Géotripotages : Asie

ChinaESA.jpgFaisons tout de suite le pendant géopolitique à l'Inde et attaquons la Chine, ou plutôt l'extrême-orient tant la Chine l'influence. Vue de la France, la Chine n'est pas exactement facile à imaginer : tout simplement 20 fois la surface, et 20 fois la population de notre doux pays. Ayons donc bien conscience que tout mouvement de ciseau inconsidéré déplace non pas des millions, mais des centaines de millions d'habitants dans une culture ou dans l'autre. Je présente donc mes excuses anticipées à tout spécialiste qui passerait par là, et je me jette sur mes feutres.

Henan et Hebei sont vite identifiés, c'est le berceau de la Chine, son Ile-de-France - bien sûr la civilisation ne s'est pas développée que là, de même qu'il y a de la réflexion ailleurs qu'à Paris. Ces deux royaumes sont riches, tellement riches qu'ils attirent sans cesse les invasions venues du nord. Et quand on est un Habitant du Fleuve, les pieds dans la glaise toute la journée, on n'a évidemment pas de défense face à ces cavaliers intrépides qui méprisent les villes. Ces invasions permanentes leur laissent peu de répit militaire, ce qui permet au Sichuan, tout aussi riche mais moins voyant, d'exister tranquillement, et de faire un commerce éhonté avec ses voisins.

Car des voisins de taille il y en a, l'un en particulier est un voisin professionnel : le Tibet. Immense plateau désertique, nous avons du mal à imaginer ce qu'est un glacis de 3 000 km de large. Les Chinois en revanche sont enchantés de ce voisin, pauvre et sans ambition, qui les protège efficacement de leur ennemi Indien. Au sens moderne, ce pays n'est soutenable que dans la mesure où on lui laisse sa section orientale. Mais il est clair qu'une Chine unie ne peut que s'emparer de cette forteresse, ne serait-ce que pour empêcher l'Inde de le faire.

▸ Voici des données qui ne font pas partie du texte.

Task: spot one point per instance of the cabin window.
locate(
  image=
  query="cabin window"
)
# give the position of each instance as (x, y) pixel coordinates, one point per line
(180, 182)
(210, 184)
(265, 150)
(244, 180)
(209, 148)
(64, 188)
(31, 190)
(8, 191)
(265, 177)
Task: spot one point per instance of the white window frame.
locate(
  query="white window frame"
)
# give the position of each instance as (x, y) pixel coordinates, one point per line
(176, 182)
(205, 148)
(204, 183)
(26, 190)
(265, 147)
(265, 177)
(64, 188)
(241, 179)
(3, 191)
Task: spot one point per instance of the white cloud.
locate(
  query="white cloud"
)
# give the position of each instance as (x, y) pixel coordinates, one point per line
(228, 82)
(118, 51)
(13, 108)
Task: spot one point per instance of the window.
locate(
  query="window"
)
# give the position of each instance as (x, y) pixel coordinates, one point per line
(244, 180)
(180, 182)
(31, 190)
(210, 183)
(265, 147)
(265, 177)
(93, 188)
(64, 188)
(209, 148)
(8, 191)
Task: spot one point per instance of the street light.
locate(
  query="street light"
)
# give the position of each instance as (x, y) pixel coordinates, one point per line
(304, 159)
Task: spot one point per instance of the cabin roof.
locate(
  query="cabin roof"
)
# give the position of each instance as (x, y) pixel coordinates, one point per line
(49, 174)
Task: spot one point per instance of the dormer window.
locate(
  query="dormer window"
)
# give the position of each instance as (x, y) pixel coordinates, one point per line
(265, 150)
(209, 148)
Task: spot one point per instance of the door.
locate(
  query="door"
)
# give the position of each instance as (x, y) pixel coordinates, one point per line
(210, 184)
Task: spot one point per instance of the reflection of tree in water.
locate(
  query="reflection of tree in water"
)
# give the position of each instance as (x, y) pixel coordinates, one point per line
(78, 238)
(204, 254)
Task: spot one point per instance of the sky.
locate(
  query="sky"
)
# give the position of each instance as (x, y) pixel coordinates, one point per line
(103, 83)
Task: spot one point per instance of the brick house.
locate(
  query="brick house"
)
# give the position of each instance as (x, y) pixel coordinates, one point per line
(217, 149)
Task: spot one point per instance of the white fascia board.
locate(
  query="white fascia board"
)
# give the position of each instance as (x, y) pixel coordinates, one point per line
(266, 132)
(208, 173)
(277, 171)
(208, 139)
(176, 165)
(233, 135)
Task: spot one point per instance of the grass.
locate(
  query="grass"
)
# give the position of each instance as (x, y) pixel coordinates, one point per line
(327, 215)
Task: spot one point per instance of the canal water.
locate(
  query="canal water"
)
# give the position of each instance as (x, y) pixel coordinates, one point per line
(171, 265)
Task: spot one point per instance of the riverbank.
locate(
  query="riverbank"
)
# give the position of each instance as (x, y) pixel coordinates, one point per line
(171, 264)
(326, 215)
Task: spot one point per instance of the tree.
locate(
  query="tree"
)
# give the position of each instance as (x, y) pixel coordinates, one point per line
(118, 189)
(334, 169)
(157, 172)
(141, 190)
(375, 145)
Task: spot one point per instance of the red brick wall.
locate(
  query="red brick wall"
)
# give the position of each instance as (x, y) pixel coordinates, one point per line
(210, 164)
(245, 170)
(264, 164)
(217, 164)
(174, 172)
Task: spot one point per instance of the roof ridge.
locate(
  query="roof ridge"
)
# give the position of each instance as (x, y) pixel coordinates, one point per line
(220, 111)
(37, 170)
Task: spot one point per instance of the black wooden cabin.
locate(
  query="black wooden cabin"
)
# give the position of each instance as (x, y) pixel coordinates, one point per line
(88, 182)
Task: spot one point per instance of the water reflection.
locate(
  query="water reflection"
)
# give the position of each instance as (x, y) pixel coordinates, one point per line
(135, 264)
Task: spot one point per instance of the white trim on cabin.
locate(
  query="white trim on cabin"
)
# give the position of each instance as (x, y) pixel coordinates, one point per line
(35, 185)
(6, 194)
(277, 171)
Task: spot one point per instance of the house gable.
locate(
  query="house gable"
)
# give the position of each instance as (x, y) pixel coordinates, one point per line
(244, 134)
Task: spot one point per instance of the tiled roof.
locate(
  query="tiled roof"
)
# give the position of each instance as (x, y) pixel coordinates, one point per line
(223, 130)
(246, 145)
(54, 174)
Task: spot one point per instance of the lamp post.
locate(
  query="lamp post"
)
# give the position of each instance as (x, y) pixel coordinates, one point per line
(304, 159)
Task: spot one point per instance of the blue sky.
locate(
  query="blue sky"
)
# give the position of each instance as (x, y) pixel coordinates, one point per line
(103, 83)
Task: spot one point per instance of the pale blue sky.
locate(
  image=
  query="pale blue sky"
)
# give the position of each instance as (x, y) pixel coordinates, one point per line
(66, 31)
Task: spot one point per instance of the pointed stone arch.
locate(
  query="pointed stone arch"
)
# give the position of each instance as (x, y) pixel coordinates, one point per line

China2.jpgBurmah et Thaï sont des états jumeaux : semblables au point de se détester, ils sont sans arrêt en guerre l'un contre l'autre, ce qui est une bénédiction pour la Chine, car si cette zone s'unifiait, elle atteindrait vite des capacités équivalentes à celles de l'Inde, et la Chine a bien assez de concurrents à ses portes. La Chine dépense donc un budget conséquent pour entretenir les dissensions dans cette zone, en évitant soigneusement d'y mettre le pied. L'endroit est tentant : riche, peuplé, déjà envahi par la diaspora chinoise, il ne serait pas bien compliqué de l'absorber par assimilation. L'ouverture vers une mer dénuée de typhons est clairement un atout ; mais d'un autre côté, tout mouvement dans ce sens serait interprété comme une déclaration de guerre par l'Inde. Patience et longueur de temps...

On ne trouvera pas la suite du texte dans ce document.